In a bid to further expand the equity culture in the country, SEBI has now decided to allow MFs to charge an additional 30 bps in the TER only if inflows are garnered from beyond top 30 cities instead of beyond top 15 cities. The new rule came into effect from April 1.

This move is expected to drive more inflows from smaller cities. B30 cities that have shown a substantial rise in inflows into mutual funds over the last few years, such as Visakhapatnam, Allahabad, Aurangabad, Ambala, Rourkela, Jabalpur, Bhiwani and Gandhinagar, are now getting more attention from mutual funds.

However, the move is likely to result in lower commissions for mutual fund distributors who operate from Chandigarh, Ludhiana, Indore, Nashik, Coimbatore, Bhopal, Kochi and Ranchi, among other cities. Due to the regulatory tweak, the extra 30 bps in TER cannot be charged on inflows from these cities, which are ranked between 16 and 30 by AMFI. These cities earlier qualified for the additional incentive.

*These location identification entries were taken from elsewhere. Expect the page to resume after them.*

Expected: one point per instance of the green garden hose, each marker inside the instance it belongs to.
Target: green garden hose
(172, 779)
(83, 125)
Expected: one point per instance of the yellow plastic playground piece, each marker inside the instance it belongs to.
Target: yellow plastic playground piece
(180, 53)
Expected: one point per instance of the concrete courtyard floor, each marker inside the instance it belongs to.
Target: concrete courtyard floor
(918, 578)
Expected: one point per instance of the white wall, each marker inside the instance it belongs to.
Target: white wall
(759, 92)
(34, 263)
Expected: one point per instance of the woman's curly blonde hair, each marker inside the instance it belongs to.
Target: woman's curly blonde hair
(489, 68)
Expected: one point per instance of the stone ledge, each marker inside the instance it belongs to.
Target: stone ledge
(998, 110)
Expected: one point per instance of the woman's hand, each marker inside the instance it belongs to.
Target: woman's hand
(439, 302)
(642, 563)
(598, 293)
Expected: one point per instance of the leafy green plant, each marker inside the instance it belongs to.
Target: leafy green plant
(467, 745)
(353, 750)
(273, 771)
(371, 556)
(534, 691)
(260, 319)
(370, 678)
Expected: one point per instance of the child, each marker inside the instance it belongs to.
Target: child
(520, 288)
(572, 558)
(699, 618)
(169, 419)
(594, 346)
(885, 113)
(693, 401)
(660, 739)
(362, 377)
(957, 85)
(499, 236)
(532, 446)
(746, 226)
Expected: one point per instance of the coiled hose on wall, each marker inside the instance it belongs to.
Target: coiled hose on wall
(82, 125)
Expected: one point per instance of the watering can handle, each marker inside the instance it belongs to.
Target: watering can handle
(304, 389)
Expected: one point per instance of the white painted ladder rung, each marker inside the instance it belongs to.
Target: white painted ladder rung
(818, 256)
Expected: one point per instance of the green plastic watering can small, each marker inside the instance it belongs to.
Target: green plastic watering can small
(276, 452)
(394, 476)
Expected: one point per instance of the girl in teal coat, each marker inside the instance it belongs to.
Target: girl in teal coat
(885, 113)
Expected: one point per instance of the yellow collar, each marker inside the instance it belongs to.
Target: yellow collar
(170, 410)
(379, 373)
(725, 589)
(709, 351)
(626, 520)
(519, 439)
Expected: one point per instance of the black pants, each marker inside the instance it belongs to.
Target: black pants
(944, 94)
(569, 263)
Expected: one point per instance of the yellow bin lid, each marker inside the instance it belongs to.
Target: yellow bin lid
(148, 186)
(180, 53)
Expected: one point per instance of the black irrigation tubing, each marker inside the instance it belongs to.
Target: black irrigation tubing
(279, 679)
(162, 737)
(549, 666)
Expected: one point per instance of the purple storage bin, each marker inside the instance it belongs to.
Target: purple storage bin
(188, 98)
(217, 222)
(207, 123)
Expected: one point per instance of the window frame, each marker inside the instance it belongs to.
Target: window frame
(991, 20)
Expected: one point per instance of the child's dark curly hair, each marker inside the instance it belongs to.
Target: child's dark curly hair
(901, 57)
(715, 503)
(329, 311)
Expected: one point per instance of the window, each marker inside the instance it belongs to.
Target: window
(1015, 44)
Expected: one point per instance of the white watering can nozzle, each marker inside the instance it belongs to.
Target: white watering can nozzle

Ensuring that at least 30 per cent of gross new inflows in a scheme comes from the B30 cities may not be easy for many fund houses, but they could soon qualify under the second condition. Since share of AUM from B30 cities has grown to 17.3 per cent as of April 2018, many fund houses could soon have 15 per cent of the average AUM (YTD) from B30 cities.

Some of the larger mutual funds that have a significant presence in rural areas will find it easier to claim the higher incentive. Fund houses such as SBI MF (which gets 28 per cent of its assets from B30 cities), Canara Robeco MF (25 per cent), UTI (24 per cent) and Sundaram (21 per cent) may find it easier to qualify under the new rules.